Drogas, crímenes y hippies en Inherent Vice, la última película de Paul Thomas Anderson, basada en una novela de Thomas Pynchon.

Por Martín Escribano

Sería inútil intentar definir de qué va Inherent Vice. Sus coordenadas son difusas, sus personajes numerosos y complejos. Podemos arriesgar al menos una oración: Larry Sportello, un investigador privado, emprende la búsqueda de Mickey Wolfmann, multimillonario dedicado al negocio inmobiliario que desapareció sin dejar rastro. El pedido proviene de Shasta Fay, actual novia del empresario y exnovia de Larry.

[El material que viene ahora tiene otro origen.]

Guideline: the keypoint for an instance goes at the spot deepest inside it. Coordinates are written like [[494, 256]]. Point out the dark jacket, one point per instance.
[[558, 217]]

Esa será la excusa para zarpar de tierra firme e internarse en las aguas profundas de los Estados Unidos de principios de los setenta. Y si  Paul Thomas Anderson decide arrancar su película filmando el mar (sí, otra vez el mar, como en The Master) por algo será. Su propuesta es decididamente oceánica, ambiciosa y turbia. La multiplicación de personajes secundarios y la aparición de numerosas subtramas generan la sensación de que este es un viaje a ninguna parte. Pero el director no es un improvisado y enseguida salta una idea a la conciencia, un faro que marca el norte: lo que importa en Inherent Vice no es lo que ocurre sino lo que no deja de ocurrir.

“Eran tiempos astrológicamente peligrosos para los drogadictos” dice Sortilège, una de las criaturas de ese fenómeno contracultural antibélico que fue el hippismo y que nos introduce en la historia a modo de flashback. Inherent Vice es recuerdo, sueño, huella, testimonio de un trastornado movimiento new age que vino a proponer una aproximación relativista a la verdad. No una verdad sino verdades; no la luz de una única razón, sino el desconcierto ante muchas razones.

Así, el Larry Sportello drogado y jipón de Joaquin Phoenix (en un papel que recuerda un poco a Jeff Bridges en El gran Lebowski) se topa, en su búsqueda, con personajes que no son lo que dicen ser: la policía protege pero persigue, los hippies luchan por la paz pero aceptan ser contratados por el Estado a modo de espías, el hospital cura pero encierra, la justicia es parcial. “Hecha la ley hecha la trampa”, se dirá. La fachada del edificio no se condice con lo que hay en el interior. Lo que no cesa es la apariencia: proliferan el maquillaje, los peinados, el disfraz, un Owen Wilson vestido ridículamente con un jardinero y camisa rosa hablando crípticamente en la niebla. Aparecer, parecer, desaparecer.

Mientras los latinos, los chinos y otras minorías estafadas por los poderosos conviven con hermandades arias y sectas que abogan por la primacía del  espíritu, en la tele desfilan Nixon y la guerra de Vietnam.

Sortilège habla del rey de los Mares: Poseidón o Neptuno para los romanos. Sus conocimientos de astrología indican que es un planeta espiritual, que da acceso a la sensibilidad y a los sueños, a la inspiración pero también a la droga, a las experiencias de fusión y a las adicciones.

Quizás funcione como símbolo del ocaso del orden. El ser se desdibuja. Síntoma de su época, la película de Paul Thomas Anderson reflexiona desde ese después que es nuestro tiempo. El fracaso de los movimientos instituyentes han dado a luz el paradigma de la complejidad. Desde allí habla su director y su película no puede ser más que un híbrido, un policial de enredos alucinado, contaminado por el lado B de las instituciones y por la inquietante música del siempre brillante Johnny Greenwood.

Por suerte, entre tanta confusión, marihuana y cocaína, entre tanto niño sirviéndole whisky a su padre policía, entre tanta juventud nixoniana, el deseo viene al encuentro de Larry. El deseo, ese faro. No todo está perdido.